Potato Gratin

Potato Gratin

Serves 10-14

5 tablespoons butter
2 garlic cloves
2 1/2 pounds EasyPrep Naturals potato slices
2 cups half-and-half
Freshly ground black pepper
Fresh nutmeg
1 cup grated Gruyère

1. Preheat oven to 400°F. Rub the inside of an 8” x 8” baking dish with 1 tablespoon of the butter.

2. Smash garlic with the side of a knife and sprinkle generously with salt. Chop and scrape the garlic into a mushy paste.

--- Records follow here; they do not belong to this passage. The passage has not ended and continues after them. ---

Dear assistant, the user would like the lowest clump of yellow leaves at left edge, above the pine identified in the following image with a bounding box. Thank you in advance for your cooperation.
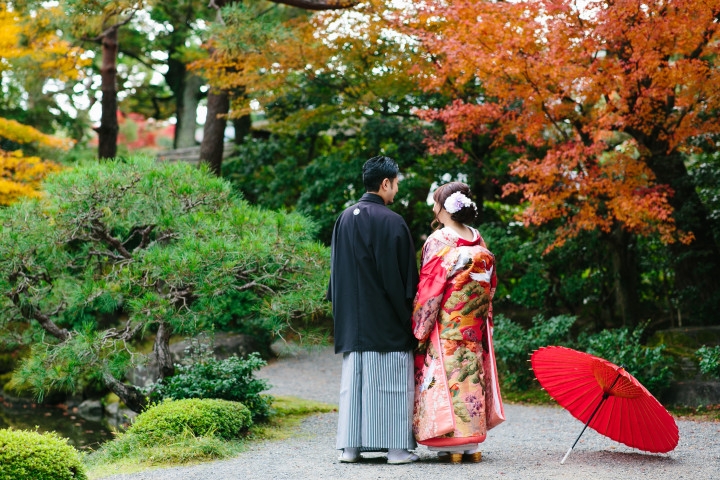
[0,150,62,206]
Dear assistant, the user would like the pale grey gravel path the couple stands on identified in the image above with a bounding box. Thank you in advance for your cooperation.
[101,348,720,480]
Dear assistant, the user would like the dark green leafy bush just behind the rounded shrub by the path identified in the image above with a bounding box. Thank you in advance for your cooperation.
[151,353,273,419]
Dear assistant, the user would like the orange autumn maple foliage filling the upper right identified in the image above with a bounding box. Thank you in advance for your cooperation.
[399,0,720,255]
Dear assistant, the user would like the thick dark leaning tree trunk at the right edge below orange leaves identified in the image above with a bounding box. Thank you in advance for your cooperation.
[647,153,720,325]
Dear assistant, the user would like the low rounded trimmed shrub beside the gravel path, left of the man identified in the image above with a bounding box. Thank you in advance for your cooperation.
[127,398,252,445]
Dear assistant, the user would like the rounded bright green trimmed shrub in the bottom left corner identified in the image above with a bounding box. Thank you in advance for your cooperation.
[0,428,87,480]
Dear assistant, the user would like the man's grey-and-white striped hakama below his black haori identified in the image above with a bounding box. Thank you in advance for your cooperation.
[336,351,416,452]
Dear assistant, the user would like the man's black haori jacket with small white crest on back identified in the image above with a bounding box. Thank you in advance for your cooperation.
[327,193,418,353]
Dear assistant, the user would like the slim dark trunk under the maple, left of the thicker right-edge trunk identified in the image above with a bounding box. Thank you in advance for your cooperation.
[609,227,639,327]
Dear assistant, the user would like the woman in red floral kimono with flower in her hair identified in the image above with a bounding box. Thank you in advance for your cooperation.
[413,182,502,463]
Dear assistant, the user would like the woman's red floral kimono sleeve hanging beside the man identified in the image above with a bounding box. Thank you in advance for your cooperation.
[412,237,448,341]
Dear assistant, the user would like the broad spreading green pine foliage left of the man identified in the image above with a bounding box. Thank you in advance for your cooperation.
[0,158,329,402]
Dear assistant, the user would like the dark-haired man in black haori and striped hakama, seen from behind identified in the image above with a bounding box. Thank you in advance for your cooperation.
[327,157,418,463]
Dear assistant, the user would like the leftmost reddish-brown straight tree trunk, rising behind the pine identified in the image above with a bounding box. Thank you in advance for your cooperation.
[97,27,119,159]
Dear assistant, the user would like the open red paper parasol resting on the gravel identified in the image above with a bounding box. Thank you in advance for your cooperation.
[531,347,679,463]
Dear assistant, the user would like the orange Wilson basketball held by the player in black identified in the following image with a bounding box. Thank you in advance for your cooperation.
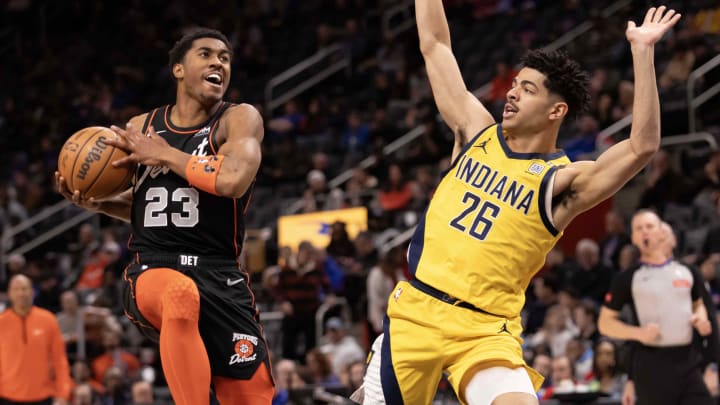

3. Combine garlic paste, potatoes, half-and-half, and remaining 4 tablespoons of butter (cut into ½-inch pieces) in a pot; stir. Season with salt and pepper and taste the creamy liquid—it should be seasoned generously. Grate in a hint of nutmeg. Bring to a boil over medium-high heat while stirring the mixture with a wooden spoon. After 8–10 minutes the potatoes will be a little tender, and their starch will have thickened the liquid considerably.

4. Transfer the mixture to the prepared dish; smooth the top as much as possible. Cover the gratin with Gruyère and bake until deeply golden brown, about 20–30 minutes.

5. Let gratin cool and set a little before serving.